Сабиров Рустем. Здесь протекала река


Бог у каждого свой

Мой контуженный дед так похож был на Бога:
И гневлив, но забывчив, и всеведущ, но глух.
В его стылых очах пламенела дорога,
Расстрелявшая память, разорвавшая слух.

Его руки дрожали предчувствием боли,
Что ночами, как штопор, вгрызается в мозг,
Чтобы вырвать из сна — на мгновенье, не более,
И вернуть в подсознанья дымящийся воск.

Бог у каждого свой, нет единого Бога.
Но с немыслимой, горней своей высоты
Он вбирает в себя до последнего слога
Весь клубок твоих горестей и маеты.

Это сгусток вины, эта хладная вечность,
Средоточье измен, суетливых грешков.
Это правда, которую страшно поведать,
Это тени ушедших — друзей иль врагов.

Бог у каждого свой.
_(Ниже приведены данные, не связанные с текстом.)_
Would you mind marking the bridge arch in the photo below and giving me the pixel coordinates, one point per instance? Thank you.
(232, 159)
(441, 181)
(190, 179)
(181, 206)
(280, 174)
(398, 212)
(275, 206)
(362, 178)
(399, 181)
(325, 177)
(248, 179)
С каждым годом все глуше
Его лёгкая поступь сквозь сирую ночь.
Он болит, словно пуля, вживлённая в душу,
И скорбит оттого, что не в силах помочь.

Бог у каждого свой. Непохожий, отдельный.
И когда я, отчаясь услышать ответ,
Крикну: «Где ж ты, Господь?!» то из тьмы запредельной,
Он проступит неясно, мой контуженный дед.

Идол

Мне интереснее дерево, чем идол, что из дерева вытесан.
Спираль годовых колец интересней его корявого тельца.
Точный росчерк волокон, что дуновеньем Бога выписан
Интереснее беззубого рта, вырезанного рукой умельца.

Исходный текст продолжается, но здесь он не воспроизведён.